Une des inspirations principales du projet était le livre Évidence (1977) de Larry Sultan et Mike Mandel, dans lequel sont publiées des images destinées à des usages scientifiques, industriels, militaires, etc. pour composer un ouvrage qui semble provenir d’un seul auteur. En découle une méditation subtile et drôle sur la relation complexe de la photo à son contexte !
De manière similaire, Non Fiction est un jeu d’analogies. Si on place une maison la nuit à côté d’un portrait, suivi d’une photo de trois chaises, une narration commence à prendre forme, même si ces éléments n’ont concrètement aucun rapport entre eux. J’ai donc voulu proposer des clés de lecture qui permettent au public de percevoir les esquisses d’une narration, sans pour autant la définir.
D’autres thématiques ont-elles éclos lors de la réalisation de Non Fiction ?
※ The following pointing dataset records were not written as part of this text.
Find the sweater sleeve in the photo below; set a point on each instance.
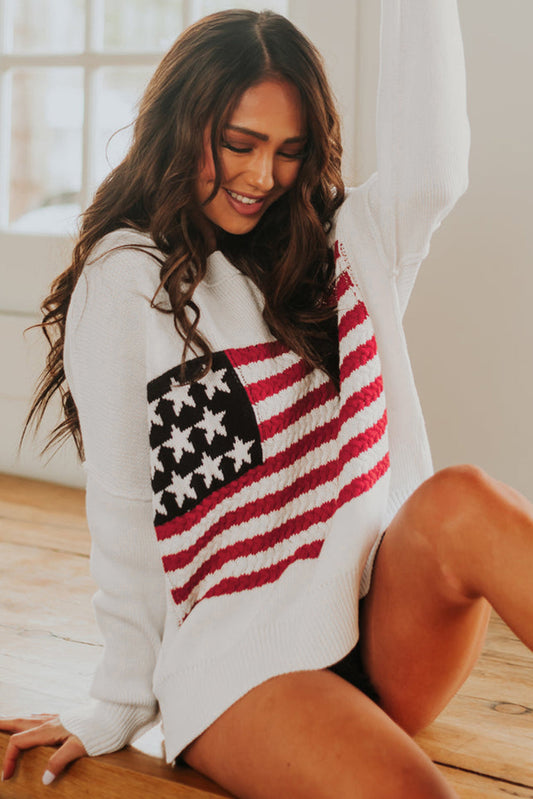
(105, 368)
(423, 133)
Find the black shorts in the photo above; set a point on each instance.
(351, 669)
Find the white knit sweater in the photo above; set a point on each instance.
(234, 521)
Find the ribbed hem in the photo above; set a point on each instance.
(312, 637)
(104, 727)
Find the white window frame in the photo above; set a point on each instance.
(30, 261)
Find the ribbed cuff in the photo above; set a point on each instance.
(104, 727)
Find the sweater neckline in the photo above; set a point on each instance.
(219, 269)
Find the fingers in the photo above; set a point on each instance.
(8, 724)
(48, 733)
(71, 750)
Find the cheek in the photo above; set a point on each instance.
(289, 175)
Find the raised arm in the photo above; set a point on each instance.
(423, 134)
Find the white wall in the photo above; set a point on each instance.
(469, 324)
(470, 321)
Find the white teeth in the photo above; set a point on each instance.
(242, 199)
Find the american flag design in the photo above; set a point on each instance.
(250, 463)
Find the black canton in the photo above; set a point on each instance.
(203, 435)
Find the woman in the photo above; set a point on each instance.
(234, 372)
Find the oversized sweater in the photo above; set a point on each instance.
(234, 520)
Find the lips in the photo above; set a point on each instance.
(245, 204)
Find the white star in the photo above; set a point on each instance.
(210, 469)
(181, 488)
(215, 382)
(153, 413)
(212, 424)
(179, 395)
(158, 504)
(240, 453)
(180, 441)
(154, 460)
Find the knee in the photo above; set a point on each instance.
(461, 511)
(455, 495)
(466, 495)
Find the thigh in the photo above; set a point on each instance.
(311, 735)
(420, 636)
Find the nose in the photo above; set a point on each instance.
(261, 173)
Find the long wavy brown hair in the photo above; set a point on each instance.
(199, 83)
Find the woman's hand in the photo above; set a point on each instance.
(40, 730)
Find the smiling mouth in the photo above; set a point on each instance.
(242, 198)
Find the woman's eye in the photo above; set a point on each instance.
(235, 149)
(294, 156)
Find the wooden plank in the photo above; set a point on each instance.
(483, 737)
(122, 774)
(477, 786)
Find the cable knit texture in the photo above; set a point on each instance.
(234, 520)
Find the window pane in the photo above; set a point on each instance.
(203, 7)
(46, 149)
(141, 24)
(118, 93)
(48, 26)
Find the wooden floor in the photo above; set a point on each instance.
(49, 646)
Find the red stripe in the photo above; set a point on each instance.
(318, 396)
(361, 399)
(276, 500)
(365, 482)
(256, 352)
(253, 510)
(232, 585)
(252, 546)
(364, 441)
(320, 435)
(358, 357)
(326, 432)
(272, 385)
(352, 318)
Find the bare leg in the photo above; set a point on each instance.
(311, 735)
(462, 541)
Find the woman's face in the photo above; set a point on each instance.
(262, 150)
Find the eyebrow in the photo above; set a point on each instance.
(263, 136)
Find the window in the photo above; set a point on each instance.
(71, 74)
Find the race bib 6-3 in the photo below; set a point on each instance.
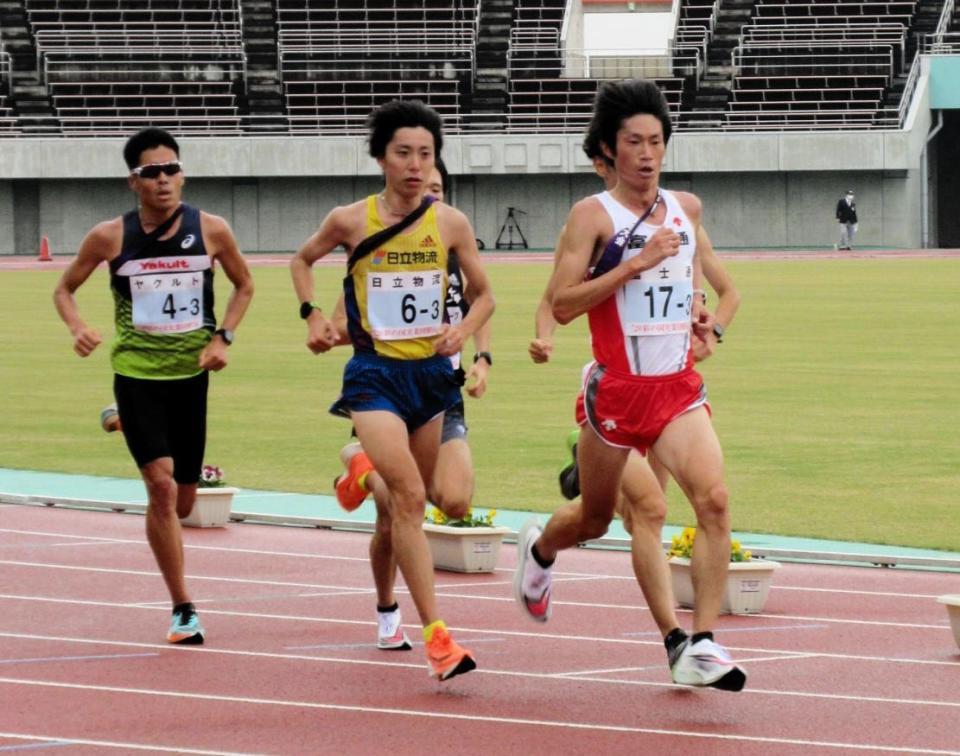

Outre cette frontière entre le réel et le fictif et l’influence du contexte sur la lecture des images, j’y explore aussi, d’une certaine manière, la notion de hasard. Il n’y a pas une seule photo dans la série qui ne soit pas le résultat d’une rencontre fortuite, d’une conversation imprévue, d’une coïncidence. Ça rejoint finalement l’idée du réel : comme si rien n’était forcé ni prévu d’avance. Je ne cesserai jamais d’être surpris par la générosité des « dieux de la photo » quand on s’acharne un peu…
As-tu un exemple de « heureux hasard » qui t’a permis d’avancer ton projet ?
C’était une fin de journée. J’avais les jambes fatiguées, il n’y avait plus beaucoup de lumière. Je me dis qu’il faudrait faire une dernière photo avant de rentrer. Je me trouvais devant un mur illuminé par un faisceau doré, comme seule la dernière lueur du soir peut l’être. J’aperçois un groupe au loin, dont un homme avec un gilet et une moustache en guidon. Pas convaincu, mais épuisé après cette longue journée, je l’approche. Au moment où je me lance dans des explications, je réalise que son œil gauche est entièrement blanc. Je n’aurais pas pu rêver meilleur protagoniste !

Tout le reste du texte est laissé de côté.